Холод пробирает до костей.
Я иду в свою старую комнату и закрываю дверь. Протягиваю руку под спинку кровати и радуюсь, что один из моих ножей всё еще там, в ножнах и немного пыльный. Я оставляю его на том же месте, чувствуя себя немного более в безопасности.
Я хромаю к своей старой ванне, кусаю внутреннюю сторону щеки от боли и сажусь на край. Затем откатываю штаны и осматриваю, что осталось от стрелы. Треснувший наконечник — ива, испачканная пеплом. Сам же наконечник сделан из зубчатого рога.
Мои руки начинают дрожать, и я понимаю, как быстро бьётся моё сердце, как всё расплывается в глазах.
Ранения от стрел плохи, потому что каждый раз, когда двигаешься, рана ухудшается. Тело не может зажить из-за инородного тела и чем дольше оно там, тем труднее излечиться.
Глубоко вздохнув, я подвожу палец к наконечнику стрелы и слегка надавливаю на него. Мне так больно, что я задыхаюсь, и на мгновение в голове не остаётся ни одной мысли, но, вроде, стрела не застряла в кости.

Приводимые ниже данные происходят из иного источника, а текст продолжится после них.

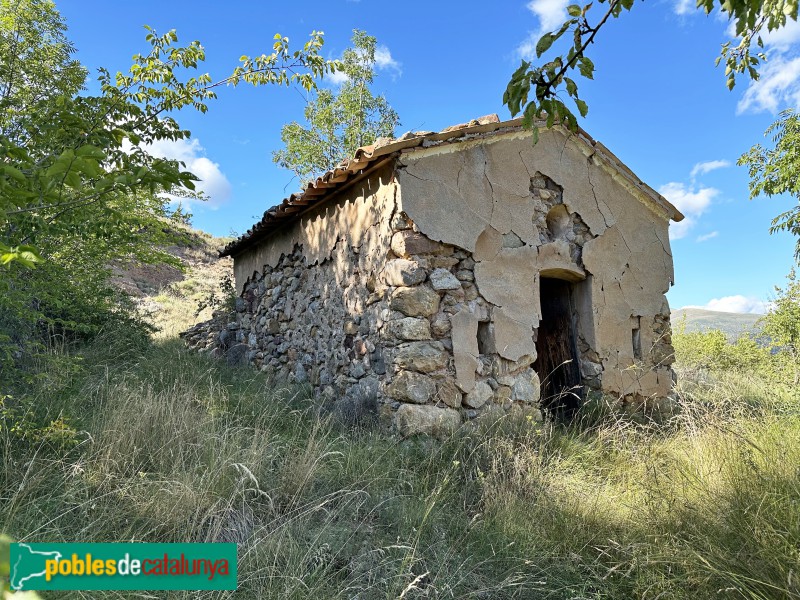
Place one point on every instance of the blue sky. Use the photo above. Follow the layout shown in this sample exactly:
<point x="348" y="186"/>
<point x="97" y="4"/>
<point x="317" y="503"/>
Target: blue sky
<point x="657" y="102"/>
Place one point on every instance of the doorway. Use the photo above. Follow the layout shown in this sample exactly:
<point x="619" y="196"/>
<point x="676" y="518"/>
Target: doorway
<point x="557" y="351"/>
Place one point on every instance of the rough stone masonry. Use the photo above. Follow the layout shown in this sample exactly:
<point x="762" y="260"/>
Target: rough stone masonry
<point x="445" y="276"/>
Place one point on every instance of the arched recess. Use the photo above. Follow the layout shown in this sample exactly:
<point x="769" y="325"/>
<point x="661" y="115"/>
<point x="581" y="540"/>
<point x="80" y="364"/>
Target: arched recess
<point x="557" y="358"/>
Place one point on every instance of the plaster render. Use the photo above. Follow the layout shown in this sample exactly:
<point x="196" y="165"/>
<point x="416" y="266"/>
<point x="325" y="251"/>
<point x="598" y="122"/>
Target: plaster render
<point x="625" y="254"/>
<point x="418" y="286"/>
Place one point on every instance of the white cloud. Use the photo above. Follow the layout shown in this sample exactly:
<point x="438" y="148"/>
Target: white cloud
<point x="337" y="78"/>
<point x="690" y="201"/>
<point x="551" y="14"/>
<point x="736" y="304"/>
<point x="708" y="166"/>
<point x="780" y="39"/>
<point x="684" y="7"/>
<point x="384" y="60"/>
<point x="779" y="84"/>
<point x="707" y="236"/>
<point x="212" y="182"/>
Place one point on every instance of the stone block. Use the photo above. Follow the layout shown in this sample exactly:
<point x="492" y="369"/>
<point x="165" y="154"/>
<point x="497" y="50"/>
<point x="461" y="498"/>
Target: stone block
<point x="419" y="301"/>
<point x="427" y="420"/>
<point x="478" y="395"/>
<point x="412" y="387"/>
<point x="527" y="387"/>
<point x="442" y="279"/>
<point x="423" y="357"/>
<point x="407" y="243"/>
<point x="409" y="328"/>
<point x="402" y="272"/>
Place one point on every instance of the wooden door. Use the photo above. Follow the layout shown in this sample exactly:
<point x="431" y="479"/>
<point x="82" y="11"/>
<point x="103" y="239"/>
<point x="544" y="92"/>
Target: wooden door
<point x="556" y="348"/>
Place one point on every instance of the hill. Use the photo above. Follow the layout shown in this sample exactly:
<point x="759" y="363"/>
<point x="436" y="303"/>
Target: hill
<point x="732" y="324"/>
<point x="171" y="298"/>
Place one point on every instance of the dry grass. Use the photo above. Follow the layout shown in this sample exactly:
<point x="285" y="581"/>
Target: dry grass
<point x="146" y="441"/>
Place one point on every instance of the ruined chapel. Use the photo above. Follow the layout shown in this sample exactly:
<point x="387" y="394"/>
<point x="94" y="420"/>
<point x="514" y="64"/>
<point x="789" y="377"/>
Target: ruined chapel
<point x="439" y="277"/>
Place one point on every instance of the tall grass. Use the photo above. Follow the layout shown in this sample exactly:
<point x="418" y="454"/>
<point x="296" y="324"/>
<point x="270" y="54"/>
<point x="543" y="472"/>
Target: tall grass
<point x="157" y="443"/>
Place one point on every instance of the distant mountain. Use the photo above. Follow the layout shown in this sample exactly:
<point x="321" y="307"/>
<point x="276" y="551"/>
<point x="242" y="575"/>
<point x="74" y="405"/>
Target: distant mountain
<point x="732" y="324"/>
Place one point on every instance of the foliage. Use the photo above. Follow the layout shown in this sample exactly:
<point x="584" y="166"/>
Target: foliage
<point x="79" y="188"/>
<point x="534" y="90"/>
<point x="223" y="298"/>
<point x="782" y="325"/>
<point x="711" y="350"/>
<point x="774" y="354"/>
<point x="339" y="121"/>
<point x="775" y="171"/>
<point x="175" y="447"/>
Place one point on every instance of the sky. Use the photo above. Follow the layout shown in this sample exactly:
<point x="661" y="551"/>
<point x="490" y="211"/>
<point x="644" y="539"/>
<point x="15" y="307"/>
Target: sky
<point x="657" y="102"/>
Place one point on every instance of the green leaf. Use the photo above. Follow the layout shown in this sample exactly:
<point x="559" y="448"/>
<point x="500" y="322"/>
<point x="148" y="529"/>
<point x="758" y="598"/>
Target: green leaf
<point x="572" y="87"/>
<point x="586" y="67"/>
<point x="544" y="43"/>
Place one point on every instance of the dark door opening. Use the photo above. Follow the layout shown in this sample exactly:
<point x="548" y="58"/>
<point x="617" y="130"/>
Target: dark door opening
<point x="557" y="351"/>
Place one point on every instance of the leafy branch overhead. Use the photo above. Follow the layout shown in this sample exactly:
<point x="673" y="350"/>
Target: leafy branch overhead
<point x="774" y="171"/>
<point x="538" y="91"/>
<point x="339" y="121"/>
<point x="74" y="164"/>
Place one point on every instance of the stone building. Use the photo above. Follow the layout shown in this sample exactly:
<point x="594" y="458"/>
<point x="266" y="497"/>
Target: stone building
<point x="440" y="276"/>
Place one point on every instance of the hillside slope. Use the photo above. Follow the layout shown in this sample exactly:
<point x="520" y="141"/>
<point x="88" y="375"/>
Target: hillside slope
<point x="170" y="298"/>
<point x="732" y="324"/>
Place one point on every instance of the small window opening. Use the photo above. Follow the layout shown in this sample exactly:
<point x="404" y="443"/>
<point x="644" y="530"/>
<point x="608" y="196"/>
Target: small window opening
<point x="486" y="338"/>
<point x="636" y="338"/>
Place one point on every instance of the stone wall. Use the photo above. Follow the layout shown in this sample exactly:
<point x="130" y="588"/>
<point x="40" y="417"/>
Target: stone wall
<point x="413" y="297"/>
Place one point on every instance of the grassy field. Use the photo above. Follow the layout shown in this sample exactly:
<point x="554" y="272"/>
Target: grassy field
<point x="146" y="441"/>
<point x="138" y="439"/>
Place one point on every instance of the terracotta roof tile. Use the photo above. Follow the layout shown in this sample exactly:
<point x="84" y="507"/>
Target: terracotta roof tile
<point x="367" y="157"/>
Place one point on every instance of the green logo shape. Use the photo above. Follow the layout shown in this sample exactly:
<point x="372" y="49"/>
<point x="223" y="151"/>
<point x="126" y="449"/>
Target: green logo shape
<point x="122" y="566"/>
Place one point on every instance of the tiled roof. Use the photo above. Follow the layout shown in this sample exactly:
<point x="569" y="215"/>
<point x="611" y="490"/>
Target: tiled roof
<point x="369" y="157"/>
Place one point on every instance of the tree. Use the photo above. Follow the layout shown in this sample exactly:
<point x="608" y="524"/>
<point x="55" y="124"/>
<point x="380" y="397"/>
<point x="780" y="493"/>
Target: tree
<point x="78" y="187"/>
<point x="534" y="90"/>
<point x="341" y="121"/>
<point x="782" y="326"/>
<point x="775" y="171"/>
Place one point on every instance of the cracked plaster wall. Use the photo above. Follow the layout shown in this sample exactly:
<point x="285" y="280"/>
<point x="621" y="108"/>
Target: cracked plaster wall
<point x="476" y="194"/>
<point x="354" y="219"/>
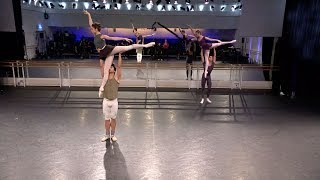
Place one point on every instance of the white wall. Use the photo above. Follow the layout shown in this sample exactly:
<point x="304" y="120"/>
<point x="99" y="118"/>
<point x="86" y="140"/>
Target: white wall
<point x="262" y="18"/>
<point x="30" y="21"/>
<point x="123" y="19"/>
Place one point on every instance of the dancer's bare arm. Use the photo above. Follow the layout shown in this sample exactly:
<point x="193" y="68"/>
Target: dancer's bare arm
<point x="106" y="37"/>
<point x="119" y="70"/>
<point x="89" y="17"/>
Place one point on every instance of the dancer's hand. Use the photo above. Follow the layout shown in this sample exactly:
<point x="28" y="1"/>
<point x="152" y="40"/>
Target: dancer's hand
<point x="86" y="12"/>
<point x="128" y="40"/>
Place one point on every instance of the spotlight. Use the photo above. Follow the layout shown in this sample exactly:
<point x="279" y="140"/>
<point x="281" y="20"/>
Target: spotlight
<point x="62" y="5"/>
<point x="179" y="7"/>
<point x="192" y="8"/>
<point x="233" y="7"/>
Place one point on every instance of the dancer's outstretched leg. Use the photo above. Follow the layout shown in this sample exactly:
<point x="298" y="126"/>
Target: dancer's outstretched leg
<point x="122" y="49"/>
<point x="107" y="65"/>
<point x="214" y="45"/>
<point x="206" y="58"/>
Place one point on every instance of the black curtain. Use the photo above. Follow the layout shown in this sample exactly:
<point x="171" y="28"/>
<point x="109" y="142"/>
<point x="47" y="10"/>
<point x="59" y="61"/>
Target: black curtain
<point x="267" y="47"/>
<point x="298" y="51"/>
<point x="12" y="43"/>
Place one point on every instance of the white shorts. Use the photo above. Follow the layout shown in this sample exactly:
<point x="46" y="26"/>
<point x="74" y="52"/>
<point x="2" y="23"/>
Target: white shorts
<point x="110" y="108"/>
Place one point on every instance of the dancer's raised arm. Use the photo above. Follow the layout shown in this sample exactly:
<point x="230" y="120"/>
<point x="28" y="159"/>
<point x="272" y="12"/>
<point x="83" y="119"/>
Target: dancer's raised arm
<point x="89" y="17"/>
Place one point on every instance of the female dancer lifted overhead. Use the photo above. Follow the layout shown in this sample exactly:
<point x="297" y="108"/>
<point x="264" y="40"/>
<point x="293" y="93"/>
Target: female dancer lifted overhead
<point x="139" y="40"/>
<point x="205" y="47"/>
<point x="107" y="52"/>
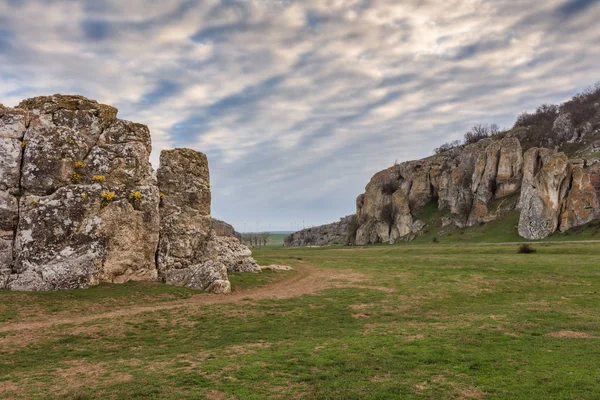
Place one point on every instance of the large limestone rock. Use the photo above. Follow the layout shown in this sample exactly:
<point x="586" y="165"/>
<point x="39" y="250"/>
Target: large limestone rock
<point x="542" y="193"/>
<point x="233" y="254"/>
<point x="581" y="204"/>
<point x="498" y="173"/>
<point x="185" y="256"/>
<point x="551" y="192"/>
<point x="79" y="204"/>
<point x="72" y="232"/>
<point x="13" y="124"/>
<point x="391" y="207"/>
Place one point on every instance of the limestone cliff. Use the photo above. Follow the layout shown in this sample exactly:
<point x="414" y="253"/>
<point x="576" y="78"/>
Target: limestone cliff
<point x="224" y="229"/>
<point x="80" y="203"/>
<point x="555" y="193"/>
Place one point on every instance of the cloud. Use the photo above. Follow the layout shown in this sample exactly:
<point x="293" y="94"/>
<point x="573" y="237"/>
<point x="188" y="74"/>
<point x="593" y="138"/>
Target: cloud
<point x="299" y="103"/>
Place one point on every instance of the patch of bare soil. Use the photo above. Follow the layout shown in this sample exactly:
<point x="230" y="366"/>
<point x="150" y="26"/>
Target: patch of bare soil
<point x="308" y="280"/>
<point x="572" y="334"/>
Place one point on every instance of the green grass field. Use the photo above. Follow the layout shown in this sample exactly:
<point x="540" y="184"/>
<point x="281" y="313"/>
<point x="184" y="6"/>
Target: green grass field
<point x="418" y="321"/>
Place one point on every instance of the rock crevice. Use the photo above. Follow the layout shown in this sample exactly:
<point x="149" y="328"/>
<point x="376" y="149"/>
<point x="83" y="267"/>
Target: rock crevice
<point x="80" y="203"/>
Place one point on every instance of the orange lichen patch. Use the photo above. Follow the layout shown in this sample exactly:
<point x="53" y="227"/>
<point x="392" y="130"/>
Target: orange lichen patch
<point x="572" y="334"/>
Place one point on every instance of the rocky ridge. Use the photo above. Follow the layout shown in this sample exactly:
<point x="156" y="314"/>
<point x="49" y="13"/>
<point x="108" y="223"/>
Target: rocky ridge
<point x="553" y="192"/>
<point x="337" y="233"/>
<point x="80" y="203"/>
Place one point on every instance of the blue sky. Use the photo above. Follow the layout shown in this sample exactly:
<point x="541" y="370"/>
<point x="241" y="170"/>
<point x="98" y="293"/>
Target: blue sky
<point x="298" y="103"/>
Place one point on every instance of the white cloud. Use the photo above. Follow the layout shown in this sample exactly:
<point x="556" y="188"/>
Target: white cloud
<point x="298" y="103"/>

Я готовлюсь, беру нож и разрезаю около дюйма кожи моей ноги. Это мучительно, и я вдыхаю неглубокие вдохи, когда вжимаю пальцы в кожу и вытаскиваю наконечник стрелы. Так много крови, слишком много. Я прижимаю руку к ране, пытаясь остановить кровь.
Некоторые время у меня кружится голова, и я не могу ничего сделать, кроме как просто сидеть вот так.